MEMUR VE EMEKLİLERİ ENFLASYON MAĞDURU
Enflasyon ortamlarının en büyük mağdurları memur ve emekliler ile ücretinden başka geliri olmayanlardır.
Memur ve emeklilerinin enflasyon alacaklısı olması yoksullaşmalarının artması anlamına gelmektedir. Hükumet artık memur ve emeklilerinin feryadını duymalı, kayıplarının karşılanmasını sağlamalıdır.
Memur ve emeklilerine yapılacak ödemeleri “ekonomik bir sorun” olarak gören bir iktidar anlayışının yetkili sendikalarla anlaşıp milyonlarca insani yoksulluğun pençesine itmesi kabul edilemez.
Hükumet, memur ve emeklisini enflasyon altında ezdirmekten vaz geçmeli; elektrik, su, doğalgaz, ekmek vb temel tüketim kalemlerindeki artışlar Devletçe sübvanse edilmelidir.
Kamu görevlileri için vergi dilim oranları %15’te sabitlenmeli, enflasyon altında alınan artışlara bir de vergi dilimi kesintileri eklenmemelidir.

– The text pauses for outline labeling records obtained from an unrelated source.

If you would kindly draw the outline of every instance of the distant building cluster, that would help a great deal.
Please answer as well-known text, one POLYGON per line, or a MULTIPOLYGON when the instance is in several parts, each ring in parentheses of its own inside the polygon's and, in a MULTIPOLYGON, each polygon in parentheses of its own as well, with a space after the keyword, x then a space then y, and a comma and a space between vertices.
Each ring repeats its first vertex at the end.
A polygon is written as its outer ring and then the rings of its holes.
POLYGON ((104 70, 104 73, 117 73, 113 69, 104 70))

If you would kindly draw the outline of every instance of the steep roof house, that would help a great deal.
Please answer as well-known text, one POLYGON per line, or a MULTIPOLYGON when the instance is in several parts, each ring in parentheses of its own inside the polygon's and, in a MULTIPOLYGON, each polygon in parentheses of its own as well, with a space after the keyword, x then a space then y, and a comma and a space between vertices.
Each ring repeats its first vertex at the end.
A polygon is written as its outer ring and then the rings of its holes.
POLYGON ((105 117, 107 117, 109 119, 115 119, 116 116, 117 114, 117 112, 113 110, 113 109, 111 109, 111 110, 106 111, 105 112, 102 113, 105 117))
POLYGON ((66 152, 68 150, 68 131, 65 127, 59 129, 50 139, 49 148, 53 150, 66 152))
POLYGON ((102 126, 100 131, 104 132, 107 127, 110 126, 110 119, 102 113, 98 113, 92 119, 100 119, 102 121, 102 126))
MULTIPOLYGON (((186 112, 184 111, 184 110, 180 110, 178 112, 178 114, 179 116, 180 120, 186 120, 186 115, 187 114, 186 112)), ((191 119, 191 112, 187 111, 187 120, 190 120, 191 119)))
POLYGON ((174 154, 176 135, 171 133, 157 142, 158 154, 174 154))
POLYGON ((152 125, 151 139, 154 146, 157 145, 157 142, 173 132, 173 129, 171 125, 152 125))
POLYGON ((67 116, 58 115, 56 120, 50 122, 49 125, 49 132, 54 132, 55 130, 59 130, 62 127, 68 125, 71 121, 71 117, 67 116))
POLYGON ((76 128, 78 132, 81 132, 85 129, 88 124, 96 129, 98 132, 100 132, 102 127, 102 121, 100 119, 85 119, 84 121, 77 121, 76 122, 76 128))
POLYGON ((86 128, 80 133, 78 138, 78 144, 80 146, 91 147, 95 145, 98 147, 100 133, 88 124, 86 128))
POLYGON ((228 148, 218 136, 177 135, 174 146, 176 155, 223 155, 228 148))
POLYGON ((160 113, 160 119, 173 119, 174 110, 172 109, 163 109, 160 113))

MEMUR VE EMEKLİLERİNİN EKİM AYI KAYIP VE ALACAKLARI NE KADAR?
BASK/AR-GE Birimi tarafından yapılan araştırmaya göre; TÜİK’in açıkladığı Ekim ayı enflasyonu ile (aile yardımı hariç) bazı unvanlardaki memurların aylıklarındaki erimenin özeti şudur:
12/1 derece ve kadrodaki bir hizmetlinin Temmuz ayında aylığındaki 120,00 TL’lik artışın tamamı erimiş, dönemin bitmesine 2 ay kala 156,86 TL enflasyon alacağı doğmuştur.
Aynı şekilde;
9/1 derece ve kadrodaki bir memurun doğan alacağı 168,09 TL,
7/1 derece ve kadrodaki bir öğretmenin doğan alacağı 190,63 TL,
8/3 derece ve kadrodaki bir pratisyen doktorun doğan alacağı 274,91 TL,,
12/3 derece ve kadrodaki bir hemşirenin doğan alacağı 184,43 TL,
12/3 derece ve kadrodaki bir teknisyenin doğan alacağı 176,25 TL,
1/4 derece ve kadrodaki bir mühendisin (büro) doğan alacağı 292,00 TL’dir.
Hülasa tüm unvanlardaki kamu görevlilerinin aylıklarına Temmuz ayında yapılan % 3’lük sefalet artışı dönemin bitmesine 2 ay kala tamamen erimiştir. Kamu görevlileri ve emeklileri yıl başına kadar enflasyon kayıplarını sineye çekmeye devam edeceklerdir.
Bazı basın ve yayın organlarında yer alan 3600, EYT ve emeklilerin intibak taleplerine ilişkin ısmarlama yazılar öfke dindirmeye yönelik olup tamamı asılsızdır.
Kitleleri oyalamak ve öfkeleri soğutmak için sorunları “komisyonlara havale etme”nin modası çoktan geçmiştir.
Merdivenaltı yöntemlere gerek yoktur. Hükumet arzu ederse 3600 ek gösterge vaadi ile ek gösterge ve katsayı adaletsizliğine ilişkin kapsamlı düzenlemeleri bir hafta içerisinde sunarız.”